New Jack Kerouac Collection

Today (Tuesday, August 13) sees the official publication-date for the new posthumous Jack Kerouac collection (from Rare Bird Books and Sal Paradise Press –  Self-Portrait – Collected Writings – edited by Paul Maher Jr. and Charles Shuttleworth, with a foreword by Jonathan Evison.)

We wrote about the book earlier this year – see here

Jim Sampas, Literary Executor of the Jack Kerouac Estate writes:

“Sifting through Jack Kerouac’s extensive archive, Paul Maher and Charles Shuttleworth have compiled this masterfully conceived, enchanting volume. The main subject of Jack’s writing was always himself -a probing and exposing of his own consciousness – and Self-Portrait offers us an intimate view of Kerouac at every stage of his life. It’s a wild ride, ping-ponging through emotional extremes: his excitements and search for ecstatic experience, his insecurities, his fears of madness and death, and through it all his commitment to his craft. Within these fiction and nonfiction pieces, Kerouac’s thoughts burn on the page in an infectious style and rhythm that’s all his own.”

The publishers go on:

Jack Kerouac’s archive is vast. Throughout his life he was constantly writing, and he meticulously saved and catalogued his material. The result is that beyond the work published in his lifetime there has been a rich stream of posthumous writing that is far from tapped, adding depth to his lifework—the Duluoz Legend—and our understanding of Kerouac the man. Far from being the adrenalized thrill-seeker that he depicted in On the Road’s Dean Moriarty, Kerouac himself was deeply spiritual, shy, and reclusive. He sought adventures for the sake of experience, needing them to fuel his writing, which according to him was his sole reason for living. Few people sacrificed more for their art.

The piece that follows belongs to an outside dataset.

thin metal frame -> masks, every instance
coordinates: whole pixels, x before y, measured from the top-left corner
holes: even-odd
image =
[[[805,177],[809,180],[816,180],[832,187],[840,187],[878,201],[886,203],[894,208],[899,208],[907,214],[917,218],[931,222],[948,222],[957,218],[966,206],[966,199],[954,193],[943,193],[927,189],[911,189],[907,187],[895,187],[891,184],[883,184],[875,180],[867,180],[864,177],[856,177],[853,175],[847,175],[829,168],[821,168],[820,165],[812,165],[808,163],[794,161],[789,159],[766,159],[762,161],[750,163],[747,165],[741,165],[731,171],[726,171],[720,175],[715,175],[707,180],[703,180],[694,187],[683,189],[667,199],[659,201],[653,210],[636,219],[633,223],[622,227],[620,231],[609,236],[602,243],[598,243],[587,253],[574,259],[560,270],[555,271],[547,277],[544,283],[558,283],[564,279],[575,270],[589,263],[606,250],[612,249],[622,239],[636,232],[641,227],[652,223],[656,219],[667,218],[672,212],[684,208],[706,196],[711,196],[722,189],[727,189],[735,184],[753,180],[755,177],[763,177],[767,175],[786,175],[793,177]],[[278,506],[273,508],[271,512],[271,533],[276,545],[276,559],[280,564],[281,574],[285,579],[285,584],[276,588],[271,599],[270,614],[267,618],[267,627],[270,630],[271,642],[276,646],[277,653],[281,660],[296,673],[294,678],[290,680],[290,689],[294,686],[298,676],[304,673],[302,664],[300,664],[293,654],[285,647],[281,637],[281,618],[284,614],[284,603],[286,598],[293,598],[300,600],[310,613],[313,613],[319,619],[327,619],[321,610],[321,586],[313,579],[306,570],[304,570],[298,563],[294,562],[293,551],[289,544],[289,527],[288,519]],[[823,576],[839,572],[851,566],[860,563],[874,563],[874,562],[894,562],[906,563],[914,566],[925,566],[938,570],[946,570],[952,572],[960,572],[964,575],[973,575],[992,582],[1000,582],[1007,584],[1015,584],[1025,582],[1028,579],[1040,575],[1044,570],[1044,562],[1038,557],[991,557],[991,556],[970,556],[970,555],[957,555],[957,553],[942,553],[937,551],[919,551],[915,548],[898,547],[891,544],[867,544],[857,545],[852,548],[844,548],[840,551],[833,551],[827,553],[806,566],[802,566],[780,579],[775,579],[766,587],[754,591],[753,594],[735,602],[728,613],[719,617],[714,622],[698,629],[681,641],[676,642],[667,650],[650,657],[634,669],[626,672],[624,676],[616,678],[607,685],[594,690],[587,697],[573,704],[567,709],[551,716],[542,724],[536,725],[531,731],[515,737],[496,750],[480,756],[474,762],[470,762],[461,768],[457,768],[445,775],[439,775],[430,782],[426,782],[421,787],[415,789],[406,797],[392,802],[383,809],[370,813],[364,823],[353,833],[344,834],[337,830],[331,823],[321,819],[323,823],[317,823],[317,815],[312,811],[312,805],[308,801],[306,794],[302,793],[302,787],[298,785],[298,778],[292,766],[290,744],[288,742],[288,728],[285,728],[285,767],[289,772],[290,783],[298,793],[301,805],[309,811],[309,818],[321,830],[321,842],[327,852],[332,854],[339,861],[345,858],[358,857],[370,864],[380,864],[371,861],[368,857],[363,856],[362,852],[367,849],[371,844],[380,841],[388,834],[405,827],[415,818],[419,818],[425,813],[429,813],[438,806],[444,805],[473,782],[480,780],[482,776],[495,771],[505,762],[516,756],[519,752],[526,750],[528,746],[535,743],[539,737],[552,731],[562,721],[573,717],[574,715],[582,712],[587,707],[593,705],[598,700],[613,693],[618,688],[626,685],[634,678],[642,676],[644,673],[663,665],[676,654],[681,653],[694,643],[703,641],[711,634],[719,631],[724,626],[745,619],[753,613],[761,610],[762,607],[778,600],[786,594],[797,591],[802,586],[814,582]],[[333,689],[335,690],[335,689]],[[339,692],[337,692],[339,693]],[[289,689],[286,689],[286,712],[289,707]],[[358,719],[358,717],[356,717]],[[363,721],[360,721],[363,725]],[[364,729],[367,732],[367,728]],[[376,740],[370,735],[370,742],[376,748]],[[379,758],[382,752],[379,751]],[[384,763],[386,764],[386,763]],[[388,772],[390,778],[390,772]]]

This collection of previously unpublished writing culled from the Kerouac archive, and as a companion to Paul Maher Jr.’s Becoming Kerouac, spans Kerouac’s adult life, from a journal written at age seventeen to autobiographical reflections a few years before his death. Self-Portrait is a blend of fictional and nonfictional pieces, a few abandoned starts burned t most complete in themselves and all of them chosen for the revelations they contain.

Self-Portrait is the third of Sal Paradise/Red Bird titles, (following Desolation Peak and Truth and Beautiful Meaningful Lies). Their next volume, The Buddhist Years, has just recently been announced.  The combination of Red Bird and the Kerouac Estate. This important work. We salute this extraordinary collaborative project.